这只是可怕的一部分mess是Java日期/时间API。列出什么问题,它需要很长的时间(我相信我不知道一半的问题)。不可否认,处理日期和时间是件棘手的事,但仍然是aaargh。



自己动手,使用 Joda时间,或者可能 JSR-310 。 / p>

编辑:至于为什么 - 如在其他答案中指出,它可能是由于老的C API,或者只是一个普遍的感觉,启动一切从0 ..除了那些天从1开始,当然。我怀疑原始实施团队之外的任何人是否真的可以说明理由 - 但是,我再次敦促读者不要为了为什么做错误决定而担心,因为看看整个全域的 $ 赞成使用基于0的索引是它使得像名称数组这样的事情更容易:

  //我知道有12个月
String [] monthNames = new String [12]; // and populate ...
String name = monthNames [calendar.get(Calendar.MONTH)];

当然,只要您获得了13个月的日历...指定的大小是您期望的月数。



这不是的原因,而是 >原因...



编辑:作为一个评论类请求一些想法,我认为是错误的日期/日历:




  • 令人惊讶的基地(1900年作为年底,承认用于已弃用的构造函数; 0作为月底)

  • 使用不可变类型使得更容易使用真正有效的值

  • 一组不足的类型: 日期日历为不同的东西,
    ,但本地缺少,日期/时间vs日期vs时间

  • 一个API,它使用魔法常量而不是明确命名的方法生成丑陋的代码

  • API非常难以推理 - 关于何时重新计算事物的所有业务等

  • 使用无参数构造函数来默认为now,这导致难以测试的代码 $ Date.toString()实现,它总是使用系统本地时区(这使得很多Stack Overflow用户感到困惑) / li>

In java.util.Calendar, January is defined as month 0, not month 1. Is there any specific reason to that ?

I have seen many people getting confused about that...

解决方案

It's just part of the horrendous mess which is the Java date/time API. Listing what's wrong with it would take a very long time (and I'm sure I don't know half of the problems). Admittedly working with dates and times is tricky, but aaargh anyway.

Do yourself a favour and use Joda Time instead, or possibly JSR-310.

EDIT: As for the reasons why - as noted in other answers, it could well be due to old C APIs, or just a general feeling of starting everything from 0... except that days start with 1, of course. I doubt whether anyone outside the original implementation team could really state reasons - but again, I'd urge readers not to worry so much about why bad decisions were taken, as to look at the whole gamut of nastiness in java.util.Calendar and find something better.

One point which is in favour of using 0-based indexes is that it makes things like "arrays of names" easier:

// I "know" there are 12 months
String[] monthNames = new String[12]; // and populate...
String name = monthNames[calendar.get(Calendar.MONTH)];

Of course, this fails as soon as you get a calendar with 13 months... but at least the size specified is the number of months you expect.

This isn't a good reason, but it's a reason...

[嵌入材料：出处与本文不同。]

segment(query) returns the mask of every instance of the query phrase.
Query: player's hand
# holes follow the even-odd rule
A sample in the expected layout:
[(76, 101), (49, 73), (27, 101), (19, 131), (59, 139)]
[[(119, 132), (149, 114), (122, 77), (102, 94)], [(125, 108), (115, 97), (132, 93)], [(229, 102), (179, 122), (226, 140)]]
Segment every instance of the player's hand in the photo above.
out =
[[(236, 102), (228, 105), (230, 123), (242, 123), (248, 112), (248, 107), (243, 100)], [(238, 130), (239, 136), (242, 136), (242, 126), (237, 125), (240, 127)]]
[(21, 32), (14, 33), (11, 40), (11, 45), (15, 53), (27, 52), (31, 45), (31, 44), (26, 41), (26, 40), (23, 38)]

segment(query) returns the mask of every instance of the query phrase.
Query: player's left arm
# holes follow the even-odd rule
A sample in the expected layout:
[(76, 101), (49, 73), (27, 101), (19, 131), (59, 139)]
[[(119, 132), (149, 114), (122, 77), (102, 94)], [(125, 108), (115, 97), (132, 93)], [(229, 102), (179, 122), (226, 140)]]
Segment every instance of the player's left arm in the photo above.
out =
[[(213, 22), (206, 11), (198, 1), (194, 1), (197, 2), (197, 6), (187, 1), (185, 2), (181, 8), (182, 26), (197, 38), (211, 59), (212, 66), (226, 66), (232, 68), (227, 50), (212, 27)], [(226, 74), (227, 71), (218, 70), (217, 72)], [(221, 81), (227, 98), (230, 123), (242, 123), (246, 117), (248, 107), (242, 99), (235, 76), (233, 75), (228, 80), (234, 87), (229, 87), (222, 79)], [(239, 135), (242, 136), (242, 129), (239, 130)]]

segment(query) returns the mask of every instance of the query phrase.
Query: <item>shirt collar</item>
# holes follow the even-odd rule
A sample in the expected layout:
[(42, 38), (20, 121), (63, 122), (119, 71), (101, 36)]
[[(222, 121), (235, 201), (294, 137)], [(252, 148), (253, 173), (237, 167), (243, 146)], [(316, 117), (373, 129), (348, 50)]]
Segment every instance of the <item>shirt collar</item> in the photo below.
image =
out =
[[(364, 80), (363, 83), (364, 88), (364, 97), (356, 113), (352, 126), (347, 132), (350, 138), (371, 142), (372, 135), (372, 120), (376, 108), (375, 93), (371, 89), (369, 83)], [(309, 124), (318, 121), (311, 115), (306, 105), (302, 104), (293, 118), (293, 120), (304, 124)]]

EDIT: As a comment sort of requests some ideas about what I think is wrong with Date/Calendar:

  • Surprising bases (1900 as the year base in Date, admittedly for deprecated constructors; 0 as the month base in both)
  • Mutability - using immutable types makes it much simpler to work with what are really effectively values
  • An insufficient set of types: it's nice to have Date and Calendar as different things, but the separation of "local" vs "zoned" values is missing, as is date/time vs date vs time
  • An API which leads to ugly code with magic constants, instead of clearly named methods
  • An API which is very hard to reason about - all the business about when things are recomputed etc
  • The use of parameterless constructors to default to "now", which leads to hard-to-test code
  • The Date.toString() implementation which always uses the system local time zone (that's confused many Stack Overflow users before now)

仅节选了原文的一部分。